Question

Given, 100 mL of ${{O}_{2}}$ gas diffuses in 10 sec. 100mL of gas X diffuses in the sec. Gas X and time t can be:
A) ${{H}_{2}}$ , 2.5 sec
B) $S{{O}_{2}}$ , 16 sec
C) CO, 10 sec
D) He, 4 sec

Answer 1

Hint: The rate of diffusion of a gas is inversely proportional to the square root of molecular mass of the gas. This law is known as Graham’s law. Find the answer by using the expression for this law given by \[\dfrac{{{r}_{1}}}{{{r}_{2}}}=\sqrt{\dfrac{{{M}_{2}}}{{{M}_{1}}}}\]

Complete answer:
We have come across the chapters of chemistry which tells about the basic physical chemistry concept that includes some of the laws given for the reactions in solutions.
We shall see Graham’s law in detail to deduce the correct answer.
- Graham’s law states that ‘The rate of diffusion of a gas is inversely proportional to the square root of molecular mass of the gas’.
- Diffusion is the gradual mixing of gases due to the motion of the component particles of the gas even in the absence of mechanical agitation such as stirring.

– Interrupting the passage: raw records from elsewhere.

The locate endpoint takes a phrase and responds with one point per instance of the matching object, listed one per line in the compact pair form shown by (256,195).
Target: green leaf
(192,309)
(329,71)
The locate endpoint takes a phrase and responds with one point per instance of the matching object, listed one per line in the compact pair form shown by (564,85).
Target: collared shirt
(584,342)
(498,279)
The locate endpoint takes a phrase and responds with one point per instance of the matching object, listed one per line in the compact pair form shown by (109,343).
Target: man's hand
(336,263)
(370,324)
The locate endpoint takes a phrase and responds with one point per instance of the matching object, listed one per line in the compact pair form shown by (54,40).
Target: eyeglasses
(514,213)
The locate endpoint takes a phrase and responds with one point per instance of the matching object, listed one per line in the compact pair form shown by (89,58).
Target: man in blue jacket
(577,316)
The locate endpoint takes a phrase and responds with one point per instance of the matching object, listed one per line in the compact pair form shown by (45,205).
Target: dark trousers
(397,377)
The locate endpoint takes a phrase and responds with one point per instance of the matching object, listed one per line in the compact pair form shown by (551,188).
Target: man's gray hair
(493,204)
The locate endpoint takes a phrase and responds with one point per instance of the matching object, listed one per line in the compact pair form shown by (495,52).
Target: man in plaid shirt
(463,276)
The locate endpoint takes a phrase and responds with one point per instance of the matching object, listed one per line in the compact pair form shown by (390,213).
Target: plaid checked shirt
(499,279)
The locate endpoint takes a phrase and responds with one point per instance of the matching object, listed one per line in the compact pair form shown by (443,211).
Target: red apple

The resultant mixture is a uniform mixture.
- Graham law of diffusion in general can be stated as the rate of diffusion or effusion of two gases is equal to the square root of the inverse ratio of their molar masses.
- The relationship is based on the postulate that all gases at the same temperature have the same average kinetic energy. The mathematical representation of the law is:
\[\dfrac{{{r}_{1}}}{{{r}_{2}}}=\sqrt{\dfrac{{{M}_{2}}}{{{M}_{1}}}}\]
where, ${{r}_{1}}$ and ${{r}_{2}}$ are the rate of effusion for gas 1 and 2 respectively.
${{M}_{1}}$ and ${{M}_{2}}$ are the molar mass of gas 1 and 2 respectively.
As in the question, same amount of gas is diffused, therefore we can directly consider rate of diffusion to be inversely proportional to the time taken, thus the equation can be rewritten as,
\[\dfrac{{{t}_{1}}}{{{t}_{2}}}=\sqrt{\dfrac{{{M}_{2}}}{{{M}_{1}}}}\]
Now, checking options,
a) ${{H}_{2}}$, 2.5 sec
Now, substituting the values in the equation, \[\dfrac{{{t}_{1}}}{{{t}_{2}}}=\sqrt{\dfrac{{{M}_{2}}}{{{M}_{1}}}}\], we have
$\dfrac{10}{2.5}=\sqrt{\dfrac{32}{2}}$
$\Rightarrow 4=4$
Thus, this is correct answer
b) $S{{O}_{2}}$ , 16 sec
Substituting the values in the same equation we have,
$\dfrac{10}{16}=\sqrt{\dfrac{32}{64}}$
$\Rightarrow 0.625=0.707$
Thus, they are not equal and this option is ruled out.
c) CO, 10 sec
Applying the formula,
$\dfrac{10}{10}=\sqrt{\dfrac{32}{28}}$
$\Rightarrow 1=1.069$
Thus, they are not equal and this option is also ruled out.
d) He, 4 sec
Applying the formula,
$\dfrac{10}{4}=\sqrt{\dfrac{32}{4}}$
$\Rightarrow 2.5=2.82$
Thus, this option is also ruled out.

Hence, (A) is the correct answer.

Note:
A student must note that if the volume of the gases diffused isn't the same, then the rate of diffusion isn’t directly equal to the inverse of time taken. In that case, the rate of diffusion is equal to the amount of gas diffused divided by the time taken.